Многих Камышов нынче уже знал, у многих побывал в кабинетах, мысленно отмечая сейчас, что в кабинетах своих перед посетителями держатся все они совсем иначе, чем здесь, на поляне возле оврага. Те, кто вел речь непосредственно о роще, говорили не о том, как есть на самом деле, а о том, как должно быть. А быть должно хорошо. Все уже продумано, все осмыслено, все собрано воедино, сосредоточено, еще одно усилие — и положение рощи неузнаваемо изменится, вопрос будет снят. Но пока…
— Да, да. Так, так, — кивал руководитель, хмуро глядя поверх плеча говорившего. — Так, так. Хорошо. Вы свободны. Следующий. Слушаем вас.
Но Камышов ничему уже не верил. Он думал, что вот, зачем эти красные слова, а лучше бы взять сию минуту каждому в руки грабли и вилы, проскрести рощу от края до края, сбрасывая собранное в кузова грузовиков. Сдвинуть бульдозером с берегов в овраг завалы, разровнять, засыпать землей, утрамбовать, покончив раз и навсегда с оврагами. Выровнять предзаводскую зону, чтоб в дальнейшем засадить ее пихтами, соснами, разбить на ней цветники. Сделать часть работы, а то и половину. Вон сколько их. Так нет, поговорят, разъедутся, сядут по кабинетам, начнут подписывать бумаги, звонить, давать указания. Руководить. А роща так и останется…

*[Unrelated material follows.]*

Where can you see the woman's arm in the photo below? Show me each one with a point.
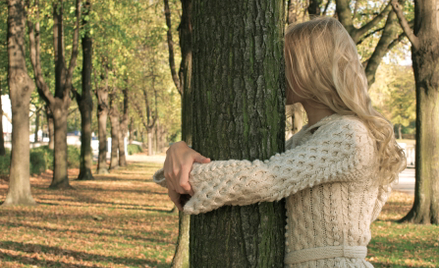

Это было в мае. А среди лета Камышов случайно узнал, что через рощу с левого берега речушки к заводу тянут газопровод. Он побежал туда и увидел, что, расширяя старую просеку, спилили много берез и других деревьев, а низкие пни засыпали землей, скрывая. От речки по просеке почти до самой заводской ограды прорыли траншею под трубы. Краем оврага проложили дорогу, и тяжелые грузовики возили по ней к речке на поляну трубы и железобетонные сваи, ломая прицепами мелкие деревца.